L2/08-085

Report of the South Asia Subcommittee Meeting in Chennai, 2008/01/23-24

draft

The following is a report on the South Asia Subcommittee Meeting in Chennai.

Initial discussions

The following are informal notes that summarize the address from the IT Secretary of the Tamil Nadu Government. The exact words will be attached later.

The government is concerned about some things:

1. Errors in encoding such as non-Tamil characters being in the encoding

2. Efficiencies - Govt of Tamil Nadu is undertaking a massive e-governance efforts. Huge digital libraries are coming up and govt doesn’t want to migrate these massive databases in the future. Govt relies on the experts in the task force and 13 meetings have been held to review and analyze TACE encoding.

3. There may be legal issues as well and the government has to be very careful.

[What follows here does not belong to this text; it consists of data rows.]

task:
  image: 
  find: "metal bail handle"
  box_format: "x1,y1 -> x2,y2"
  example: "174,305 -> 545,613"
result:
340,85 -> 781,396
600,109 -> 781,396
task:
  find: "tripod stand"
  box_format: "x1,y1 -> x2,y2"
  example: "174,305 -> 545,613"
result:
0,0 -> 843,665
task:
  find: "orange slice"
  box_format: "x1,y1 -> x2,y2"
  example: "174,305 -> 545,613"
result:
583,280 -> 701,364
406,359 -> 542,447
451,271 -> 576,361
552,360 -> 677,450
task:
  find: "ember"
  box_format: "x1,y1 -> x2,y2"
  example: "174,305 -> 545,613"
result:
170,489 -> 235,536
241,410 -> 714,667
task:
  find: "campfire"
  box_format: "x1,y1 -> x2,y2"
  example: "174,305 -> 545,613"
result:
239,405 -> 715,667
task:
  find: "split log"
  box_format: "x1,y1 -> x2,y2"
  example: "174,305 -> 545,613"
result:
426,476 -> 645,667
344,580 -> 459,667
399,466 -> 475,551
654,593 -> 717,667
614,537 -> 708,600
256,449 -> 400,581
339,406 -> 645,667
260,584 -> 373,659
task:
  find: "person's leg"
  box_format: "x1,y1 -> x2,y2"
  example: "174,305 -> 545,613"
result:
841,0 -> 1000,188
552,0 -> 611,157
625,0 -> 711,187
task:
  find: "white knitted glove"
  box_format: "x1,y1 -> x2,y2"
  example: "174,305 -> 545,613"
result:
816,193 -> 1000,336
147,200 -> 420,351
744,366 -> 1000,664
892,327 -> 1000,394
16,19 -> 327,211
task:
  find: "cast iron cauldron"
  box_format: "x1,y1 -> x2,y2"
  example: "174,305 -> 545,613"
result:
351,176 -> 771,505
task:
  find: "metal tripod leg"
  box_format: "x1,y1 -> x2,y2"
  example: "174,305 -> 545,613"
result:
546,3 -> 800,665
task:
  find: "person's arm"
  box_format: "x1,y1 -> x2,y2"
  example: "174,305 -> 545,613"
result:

The government's position is that one block for TACE-16 in Unicode would be desirable. The feasibility and practicality need to be investigated. Urged UTC /UC to look at and suggest ways to resolve the issues. The problems are genuine. Tamil is an international language. Used in official transaction in Sri Lanka. International ramifications. We have proposed our solution. We would like UTC’s recommendations.

As for Tamil Nadu Government, it intends to accept the recommendations of the task force and declare a standard and expects the Government of India’s support as well.

The government of TN wants to hold a conference in coordination with INFITT.

Opening remarks from Mark Davis; main points in summary:

Discussion

Step 1: Identification of the issues

Discussion of TACE-16 - proposal for 347 new characters replacing Tamil block. Following issues were raised as part of that presentation.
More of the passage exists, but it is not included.